You have made the decision to build or remodel your home and, while we’re all generally well aware of the fact that there are obligations on the part of the contractor, it turns out there are actually obligations on the part of the customer, also.
Jenafor Rollins looks at how to have a positive relationship with your contractor, offering some top tips to make your building experience as carefree as possible.
Interview more than one contractor
Who do you connect with the best? That is your answer and yours alone.
Clearly state what you want and any details. You are the one who has hired someone for a job. Be clear in what your goal is, how you see it in your mind and the finished product. There will always be small changes during production as that is the creative process, but the vision is what everyone starts with. While the person providing the services has responsibilities as a contractor to act in the client’s best interests, it’s also the client’s responsibility to make their brief clear.

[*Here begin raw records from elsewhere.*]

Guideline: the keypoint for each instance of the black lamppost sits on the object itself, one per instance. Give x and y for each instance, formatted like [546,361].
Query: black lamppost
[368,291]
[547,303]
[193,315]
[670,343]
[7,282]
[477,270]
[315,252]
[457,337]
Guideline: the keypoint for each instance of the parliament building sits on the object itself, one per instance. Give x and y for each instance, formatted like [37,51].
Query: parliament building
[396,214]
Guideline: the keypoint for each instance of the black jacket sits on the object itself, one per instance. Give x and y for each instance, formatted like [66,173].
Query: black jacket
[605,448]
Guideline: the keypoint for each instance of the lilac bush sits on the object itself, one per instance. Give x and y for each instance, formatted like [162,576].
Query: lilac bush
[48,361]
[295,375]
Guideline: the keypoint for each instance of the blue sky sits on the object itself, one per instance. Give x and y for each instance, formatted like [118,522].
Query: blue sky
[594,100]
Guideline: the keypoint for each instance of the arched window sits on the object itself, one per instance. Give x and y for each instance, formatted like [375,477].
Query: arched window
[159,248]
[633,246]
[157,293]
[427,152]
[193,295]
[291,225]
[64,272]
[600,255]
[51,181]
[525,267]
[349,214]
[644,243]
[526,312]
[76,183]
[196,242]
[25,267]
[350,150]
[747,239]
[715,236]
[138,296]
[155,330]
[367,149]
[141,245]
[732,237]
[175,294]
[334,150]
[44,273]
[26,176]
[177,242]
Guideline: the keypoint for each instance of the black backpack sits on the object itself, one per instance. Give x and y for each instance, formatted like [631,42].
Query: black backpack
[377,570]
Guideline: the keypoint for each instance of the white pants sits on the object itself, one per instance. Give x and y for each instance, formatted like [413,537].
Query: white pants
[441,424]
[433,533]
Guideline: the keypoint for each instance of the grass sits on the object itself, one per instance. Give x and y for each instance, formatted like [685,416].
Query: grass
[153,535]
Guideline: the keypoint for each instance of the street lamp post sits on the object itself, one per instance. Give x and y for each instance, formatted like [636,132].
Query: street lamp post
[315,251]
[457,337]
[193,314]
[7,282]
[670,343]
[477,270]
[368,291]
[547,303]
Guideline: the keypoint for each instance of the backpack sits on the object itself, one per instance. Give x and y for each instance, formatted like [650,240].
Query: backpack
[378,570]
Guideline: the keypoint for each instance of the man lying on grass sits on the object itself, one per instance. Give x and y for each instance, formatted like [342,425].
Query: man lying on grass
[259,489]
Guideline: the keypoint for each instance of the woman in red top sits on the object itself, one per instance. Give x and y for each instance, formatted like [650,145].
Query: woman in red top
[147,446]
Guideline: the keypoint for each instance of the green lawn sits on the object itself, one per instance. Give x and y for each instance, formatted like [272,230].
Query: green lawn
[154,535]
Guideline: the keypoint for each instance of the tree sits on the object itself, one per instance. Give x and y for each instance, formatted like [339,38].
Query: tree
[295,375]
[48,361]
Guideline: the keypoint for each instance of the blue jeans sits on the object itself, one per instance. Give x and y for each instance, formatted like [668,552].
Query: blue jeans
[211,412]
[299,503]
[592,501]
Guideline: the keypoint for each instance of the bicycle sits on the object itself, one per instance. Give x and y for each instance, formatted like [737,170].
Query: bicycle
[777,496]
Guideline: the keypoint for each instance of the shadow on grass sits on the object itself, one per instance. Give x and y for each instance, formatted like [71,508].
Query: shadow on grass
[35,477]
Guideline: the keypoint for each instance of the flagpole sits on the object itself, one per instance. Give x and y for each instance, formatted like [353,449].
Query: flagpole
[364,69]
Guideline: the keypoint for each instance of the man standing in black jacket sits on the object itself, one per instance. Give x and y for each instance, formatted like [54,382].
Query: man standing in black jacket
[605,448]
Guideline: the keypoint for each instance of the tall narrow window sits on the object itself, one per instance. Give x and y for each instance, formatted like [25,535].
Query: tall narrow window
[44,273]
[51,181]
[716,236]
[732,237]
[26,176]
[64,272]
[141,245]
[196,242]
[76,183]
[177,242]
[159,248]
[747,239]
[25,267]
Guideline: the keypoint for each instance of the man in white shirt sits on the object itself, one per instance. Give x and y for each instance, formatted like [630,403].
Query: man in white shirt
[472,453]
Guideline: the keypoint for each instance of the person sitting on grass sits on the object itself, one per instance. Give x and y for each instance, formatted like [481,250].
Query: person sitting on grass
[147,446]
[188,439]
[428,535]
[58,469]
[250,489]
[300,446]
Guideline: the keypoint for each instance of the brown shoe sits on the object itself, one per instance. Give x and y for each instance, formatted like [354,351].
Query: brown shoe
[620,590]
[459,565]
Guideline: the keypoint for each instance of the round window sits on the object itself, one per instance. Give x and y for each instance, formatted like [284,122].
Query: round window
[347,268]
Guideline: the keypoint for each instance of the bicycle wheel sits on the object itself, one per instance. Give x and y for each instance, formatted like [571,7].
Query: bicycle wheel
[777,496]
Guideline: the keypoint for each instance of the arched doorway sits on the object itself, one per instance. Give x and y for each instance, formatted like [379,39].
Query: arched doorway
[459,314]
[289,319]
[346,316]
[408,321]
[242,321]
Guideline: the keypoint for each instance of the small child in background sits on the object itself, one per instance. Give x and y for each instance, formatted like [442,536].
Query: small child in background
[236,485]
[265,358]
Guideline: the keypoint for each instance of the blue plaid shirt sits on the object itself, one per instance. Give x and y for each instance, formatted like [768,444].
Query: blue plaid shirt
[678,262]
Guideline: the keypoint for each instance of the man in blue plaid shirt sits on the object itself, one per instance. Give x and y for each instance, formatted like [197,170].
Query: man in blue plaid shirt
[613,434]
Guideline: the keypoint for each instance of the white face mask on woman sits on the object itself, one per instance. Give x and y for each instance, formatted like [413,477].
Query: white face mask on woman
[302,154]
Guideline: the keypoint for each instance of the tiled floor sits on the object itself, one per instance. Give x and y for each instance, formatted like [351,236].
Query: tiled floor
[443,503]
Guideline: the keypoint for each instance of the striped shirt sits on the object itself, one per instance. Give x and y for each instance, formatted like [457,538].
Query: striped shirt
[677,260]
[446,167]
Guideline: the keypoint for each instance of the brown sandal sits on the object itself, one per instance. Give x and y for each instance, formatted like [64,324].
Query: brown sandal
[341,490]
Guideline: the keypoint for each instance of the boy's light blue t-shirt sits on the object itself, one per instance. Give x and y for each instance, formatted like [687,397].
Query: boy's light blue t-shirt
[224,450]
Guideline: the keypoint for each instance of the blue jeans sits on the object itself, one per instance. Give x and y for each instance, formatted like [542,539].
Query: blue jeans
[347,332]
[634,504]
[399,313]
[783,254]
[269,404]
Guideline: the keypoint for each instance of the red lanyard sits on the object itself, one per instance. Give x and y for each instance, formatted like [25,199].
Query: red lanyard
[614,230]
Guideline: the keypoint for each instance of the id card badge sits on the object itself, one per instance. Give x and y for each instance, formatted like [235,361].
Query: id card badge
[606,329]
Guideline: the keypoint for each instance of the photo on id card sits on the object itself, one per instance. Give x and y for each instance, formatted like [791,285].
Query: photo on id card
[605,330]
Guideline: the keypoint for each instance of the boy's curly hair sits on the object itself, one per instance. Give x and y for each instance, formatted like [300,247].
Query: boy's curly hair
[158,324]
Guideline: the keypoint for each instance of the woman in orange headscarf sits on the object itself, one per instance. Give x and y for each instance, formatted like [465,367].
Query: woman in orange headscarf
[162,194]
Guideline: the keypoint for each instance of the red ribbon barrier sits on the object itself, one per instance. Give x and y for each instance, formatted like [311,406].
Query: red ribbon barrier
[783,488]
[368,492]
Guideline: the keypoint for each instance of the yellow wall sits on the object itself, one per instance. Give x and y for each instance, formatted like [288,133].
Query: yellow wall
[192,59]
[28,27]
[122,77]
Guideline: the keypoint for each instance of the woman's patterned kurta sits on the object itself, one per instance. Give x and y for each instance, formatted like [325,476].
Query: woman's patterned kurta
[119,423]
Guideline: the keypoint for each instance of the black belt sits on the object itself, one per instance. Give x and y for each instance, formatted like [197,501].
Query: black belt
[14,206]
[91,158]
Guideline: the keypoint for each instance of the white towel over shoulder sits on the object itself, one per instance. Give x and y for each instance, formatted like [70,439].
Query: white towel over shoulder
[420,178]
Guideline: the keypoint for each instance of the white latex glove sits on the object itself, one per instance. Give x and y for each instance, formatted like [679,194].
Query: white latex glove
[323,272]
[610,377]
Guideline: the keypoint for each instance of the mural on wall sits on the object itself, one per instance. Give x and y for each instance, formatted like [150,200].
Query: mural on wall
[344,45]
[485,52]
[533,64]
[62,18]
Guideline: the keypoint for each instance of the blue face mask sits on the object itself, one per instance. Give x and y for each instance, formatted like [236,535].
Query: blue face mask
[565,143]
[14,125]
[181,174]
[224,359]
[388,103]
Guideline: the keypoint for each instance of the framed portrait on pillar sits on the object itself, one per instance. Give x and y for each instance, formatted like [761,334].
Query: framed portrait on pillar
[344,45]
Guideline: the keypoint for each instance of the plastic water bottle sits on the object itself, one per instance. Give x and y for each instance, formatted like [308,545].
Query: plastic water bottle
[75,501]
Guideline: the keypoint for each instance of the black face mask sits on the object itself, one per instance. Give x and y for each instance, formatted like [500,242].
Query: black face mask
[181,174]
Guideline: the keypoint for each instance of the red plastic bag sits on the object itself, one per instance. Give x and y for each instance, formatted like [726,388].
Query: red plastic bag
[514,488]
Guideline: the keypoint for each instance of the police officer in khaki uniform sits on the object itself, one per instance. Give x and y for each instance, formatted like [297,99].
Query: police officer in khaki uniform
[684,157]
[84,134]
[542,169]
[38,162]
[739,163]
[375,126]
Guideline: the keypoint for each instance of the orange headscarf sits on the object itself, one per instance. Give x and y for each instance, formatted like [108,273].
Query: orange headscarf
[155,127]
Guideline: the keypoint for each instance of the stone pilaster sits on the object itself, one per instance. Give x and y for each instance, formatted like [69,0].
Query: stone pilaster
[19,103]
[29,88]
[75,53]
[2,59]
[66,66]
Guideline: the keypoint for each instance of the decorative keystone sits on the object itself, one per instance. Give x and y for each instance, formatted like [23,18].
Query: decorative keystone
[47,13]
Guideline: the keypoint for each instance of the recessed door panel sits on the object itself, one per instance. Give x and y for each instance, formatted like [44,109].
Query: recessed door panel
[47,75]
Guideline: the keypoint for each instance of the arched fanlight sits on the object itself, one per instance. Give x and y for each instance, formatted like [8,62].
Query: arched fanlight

Your construction project can go smoothly, but integral to this is communication and that is critical on both sides. As mindreading has not become a natural skill for humans and a contractor cannot read your mind, subtle hints do not suffice. If you have a concern, a question or a comment, talk to your contractor, so you can move to the same page.
Most people are people pleasers and, when it comes to your contractor, this is their profession. You have their professional livelihood in your hands, so it’s integral that you provide clear, concise feedback to ensure that they can meet your expectations.
As you communicate, it is valuable to come to a clear understanding. One of the best things to do after any conversation is to each have a closing sentence, “Now, what I am hearing is…” They will respond with their interpretation and whether any corrections in your interpretation need to be made.
Get everything in writing
Contracts are the legal and final word in a court of law and outline what both parties are expecting.